Tanio’s boss thanked her for sharing, and advised her to step up the pace of her transition. No longer required to appear on television, Tanio started to dress more femininely and wear makeup.
It was at this point that Tanio received an offer to appear on News Zero, one that would make waves.
“It was great to receive praise and positive feedback from so many people. At the same time, I want to become a woman, as opposed to a ‘transgender woman.’ While I want people to see me as a woman on News Zero, I’m still visibly transgender, so I’m always conscious of the need to try harder. However, seeing as I’ve decided to make a stand, while I don’t necessarily want to be a poster girl for the movement, I do hope to convey some kind of message.”
LGBT Representation in Entertainment
In December 2018, Tanio was transferred to NTV’s film production group, where she now has the producer’s role she hoped for when she first started working in television.
“I often feel that sexuality isn’t the most important prescriber of an individual’s attributes. In the United States, LGBT characters in film and television are now cast in a variety of roles. You see transgender detectives and lesbian lawyers. In Japan, however, I think characters are still defined by their sexuality. I would like to see more LGBT characters cast in ordinary roles.”
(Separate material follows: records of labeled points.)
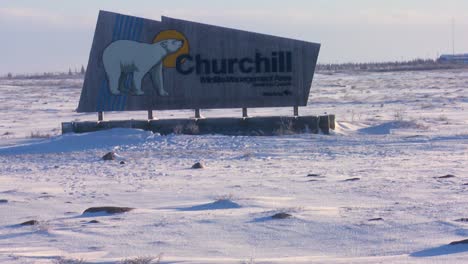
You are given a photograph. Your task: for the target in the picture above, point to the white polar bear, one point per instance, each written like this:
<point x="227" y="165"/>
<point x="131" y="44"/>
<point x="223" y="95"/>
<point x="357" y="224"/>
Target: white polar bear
<point x="139" y="58"/>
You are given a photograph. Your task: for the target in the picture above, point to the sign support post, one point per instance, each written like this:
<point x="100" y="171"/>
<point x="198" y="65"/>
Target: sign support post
<point x="244" y="112"/>
<point x="296" y="110"/>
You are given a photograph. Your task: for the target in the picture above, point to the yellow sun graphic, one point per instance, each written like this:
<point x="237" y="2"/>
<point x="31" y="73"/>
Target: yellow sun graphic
<point x="170" y="60"/>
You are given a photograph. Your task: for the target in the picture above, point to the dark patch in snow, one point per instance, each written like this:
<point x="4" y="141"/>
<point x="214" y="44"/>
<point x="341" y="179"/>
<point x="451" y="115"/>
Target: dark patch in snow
<point x="30" y="222"/>
<point x="464" y="241"/>
<point x="386" y="128"/>
<point x="352" y="179"/>
<point x="198" y="165"/>
<point x="441" y="250"/>
<point x="281" y="216"/>
<point x="107" y="210"/>
<point x="217" y="205"/>
<point x="446" y="176"/>
<point x="109" y="156"/>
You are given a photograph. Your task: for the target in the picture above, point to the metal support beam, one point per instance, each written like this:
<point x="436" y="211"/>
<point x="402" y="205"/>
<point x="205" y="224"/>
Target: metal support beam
<point x="244" y="112"/>
<point x="296" y="110"/>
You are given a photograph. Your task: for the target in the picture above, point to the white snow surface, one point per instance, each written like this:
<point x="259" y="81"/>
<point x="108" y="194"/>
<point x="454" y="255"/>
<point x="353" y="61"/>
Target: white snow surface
<point x="396" y="132"/>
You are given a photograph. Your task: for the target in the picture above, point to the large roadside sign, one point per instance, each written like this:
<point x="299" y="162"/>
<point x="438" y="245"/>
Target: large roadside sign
<point x="142" y="64"/>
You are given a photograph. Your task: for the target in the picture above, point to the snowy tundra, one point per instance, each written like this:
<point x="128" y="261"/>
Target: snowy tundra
<point x="390" y="185"/>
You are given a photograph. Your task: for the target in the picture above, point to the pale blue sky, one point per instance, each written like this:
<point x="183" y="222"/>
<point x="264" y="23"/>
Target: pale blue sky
<point x="53" y="35"/>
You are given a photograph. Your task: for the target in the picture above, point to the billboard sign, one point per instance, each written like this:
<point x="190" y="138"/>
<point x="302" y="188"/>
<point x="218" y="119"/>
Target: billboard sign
<point x="142" y="64"/>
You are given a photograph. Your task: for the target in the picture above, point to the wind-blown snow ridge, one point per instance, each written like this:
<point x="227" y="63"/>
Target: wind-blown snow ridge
<point x="79" y="142"/>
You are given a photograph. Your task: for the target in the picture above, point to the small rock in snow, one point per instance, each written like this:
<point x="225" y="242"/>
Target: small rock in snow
<point x="465" y="241"/>
<point x="446" y="176"/>
<point x="353" y="179"/>
<point x="198" y="165"/>
<point x="281" y="216"/>
<point x="30" y="222"/>
<point x="107" y="209"/>
<point x="109" y="156"/>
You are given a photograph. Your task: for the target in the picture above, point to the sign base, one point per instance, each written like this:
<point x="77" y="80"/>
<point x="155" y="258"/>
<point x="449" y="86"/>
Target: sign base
<point x="251" y="126"/>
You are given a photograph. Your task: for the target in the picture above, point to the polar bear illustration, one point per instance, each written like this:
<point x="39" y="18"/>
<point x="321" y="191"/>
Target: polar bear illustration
<point x="125" y="56"/>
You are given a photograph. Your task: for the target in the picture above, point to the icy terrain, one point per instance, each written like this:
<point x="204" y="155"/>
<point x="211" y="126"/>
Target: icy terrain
<point x="370" y="192"/>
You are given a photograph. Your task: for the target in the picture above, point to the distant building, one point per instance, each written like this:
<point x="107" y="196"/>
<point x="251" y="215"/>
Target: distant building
<point x="456" y="58"/>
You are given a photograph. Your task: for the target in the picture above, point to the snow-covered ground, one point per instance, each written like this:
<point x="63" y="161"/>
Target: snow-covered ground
<point x="396" y="134"/>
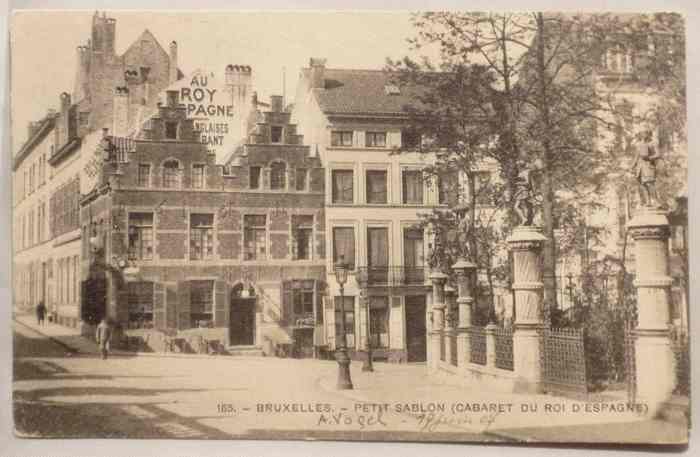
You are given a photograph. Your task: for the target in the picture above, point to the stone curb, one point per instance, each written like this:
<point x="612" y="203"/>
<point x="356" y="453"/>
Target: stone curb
<point x="76" y="350"/>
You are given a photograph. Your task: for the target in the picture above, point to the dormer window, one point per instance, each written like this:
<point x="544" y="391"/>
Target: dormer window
<point x="171" y="174"/>
<point x="171" y="130"/>
<point x="278" y="176"/>
<point x="276" y="134"/>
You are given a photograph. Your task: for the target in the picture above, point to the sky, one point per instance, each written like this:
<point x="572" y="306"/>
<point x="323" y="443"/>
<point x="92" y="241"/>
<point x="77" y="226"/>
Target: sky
<point x="43" y="48"/>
Tanio’s eyes light up when the conversation turns to film. Her top pick for a representation of member of a sexual minority in film was the 2018 Chilean film Una mujer fantástica (A Fantastic Woman).
“The film has a transgender protagonist, Marina, played by the transgender actress Daniela Vega. Marina suffers discrimination and injustice after the death of her boyfriend and struggles to stay herself to be faithful to his memory. I loved the film’s depiction of Marina and the poetic dialogue and soundtrack.”
Her favorite film of 2018 in this category is The Greatest Showman, a musical adaptation of a true story of a man who brought together a group of outcasts to create a successful show-business act.
“‘This is Me,’ sung by the bearded lady, had me in tears. I was moved by the powerful self-affirmation of the lyrics.”